What happened to King is a story that has its roots in AB408, a 1993 bill passed by the California Legislature that was supposed to decriminalize parking citations. Before AB408, a motorist could go to jail for failure to pay a ticket left on his or her windshield. More serious traffic and auto safety violations are still handled this way, but the new law turned parking tickets into civil violations.
While AB408 ensured that nobody would be put behind bars for forgetting to pay a parking ticket, it also created a quasi-judicial, privately run system where people erroneously issued parking tickets can no longer automatically press their case before a traffic court judge or magistrate. Instead, the legislation allowed cities, counties, colleges and transit districts to contract with private agencies such as Data Ticket to hold administrative hearings to resolve disputed tickets.

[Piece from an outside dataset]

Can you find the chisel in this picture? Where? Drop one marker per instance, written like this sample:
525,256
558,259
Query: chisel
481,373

Thus, in California, the collection of parking fines and the initial hearings that determine guilt or innocence—both traditionally government services—are now in the hands of private businesses. And because suspected violators of the state's parking laws must pay their tickets up front, there is no presumption of innocent until proven guilty.

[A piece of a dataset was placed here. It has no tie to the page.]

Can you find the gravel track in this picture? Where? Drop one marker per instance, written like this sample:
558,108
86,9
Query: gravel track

But the fact that a private company not only earns a profit on each ticket paid but also gets to hold hearings determining if the ticket was issued correctly is a clear conflict of interest. That's why DeVore, the Republican assemblyman from Irvine, introduced legislation on Feb. 21 that would prohibit companies like Data Ticket from having anything to do with enforcing parking fines.
"If you contract out your parking enforcement, you cannot have the people who adjudicate that enforcement be directly or indirectly employed through a consulting arrangement," DeVore says. "It's a blatant conflict of interest. Our system of government is supposed to be impartial. If someone gets a ticket wrongly and discovers that the whole system is fixed, that will sour the public on the system of government in this nation."
If that sounds a little grandiose—that a parking ticket could turn citizens against their government—DeVore insists that it is not.
"Parking tickets are the average person's only direct experience with the justice system," DeVore adds. "And it's a bad experience. Any system of justice that assumes that people are automatically guilty undermines support for the rule of law."